“Is it time now?” asked Ecru as she crouched, her hands and knees beneath her, her head pushed forward in the tall grass, watching the village between the reeds.

Lying flat on his stomach, chin on the ground, aware of the village but not watching it, Brown replied, “No, I will tell you when it is time. You follow. You help with the gathering. Remember: follow.”

Brown wished that Ecru would unwind herself. A girl of fourteen on her first gathering, she was not yet able to surround what she was becoming, could not wrap sensuously about the space she was growing into. Her progress, yet lack of finish, was evident to everyone except herself, though within the coming year, the expectations of her village would match puzzle-piece with her own and a new physics would take spark.

They and the others were in the tall unbowed grass, but only a few yards from where it grew flat and trampled. The edge of any village always smells of playfully near things: of the evening’s fresh cooking once removed, of a dog not unlike the neighbor’s, of children playing too far from the narrow paths between comfortable buildings, of the untamed prey that wanders as close as it drearily can, until it cannot stand the enlarging smell of civilization any longer and shies back into the deep.

The raiding party heartily counted the whipping red, orange, and yellow streamers. There were more than many members in the raiding party had learned to acknowledge.

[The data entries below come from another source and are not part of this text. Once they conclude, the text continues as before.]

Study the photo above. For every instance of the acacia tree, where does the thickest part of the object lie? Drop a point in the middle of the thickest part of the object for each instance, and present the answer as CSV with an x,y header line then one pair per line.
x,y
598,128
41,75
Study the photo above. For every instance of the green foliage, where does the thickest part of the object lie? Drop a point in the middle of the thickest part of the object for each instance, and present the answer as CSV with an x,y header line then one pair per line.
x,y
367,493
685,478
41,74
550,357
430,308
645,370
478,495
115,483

Atop short poles, they flowed from their moorings, ribboned by the wind, in the rare moments of calm, touching the sacred ground beneath them or wrapping back onto their poles and sliding lazily against the hand smoothed outer finish.

Lights were going out in the village—candles here, lanterns there, the few electric beacons lasting longer, but seeming themselves to grow ever wearier.

Ecru knew that Brown, having himself gone on half a dozen raids, would be a good teacher. He would see that she went to the right spot, waited for the right signal, applied herself as though she were just one limb of this exercised animal. He would do that part of the thinking, for which she would be the stinging execution.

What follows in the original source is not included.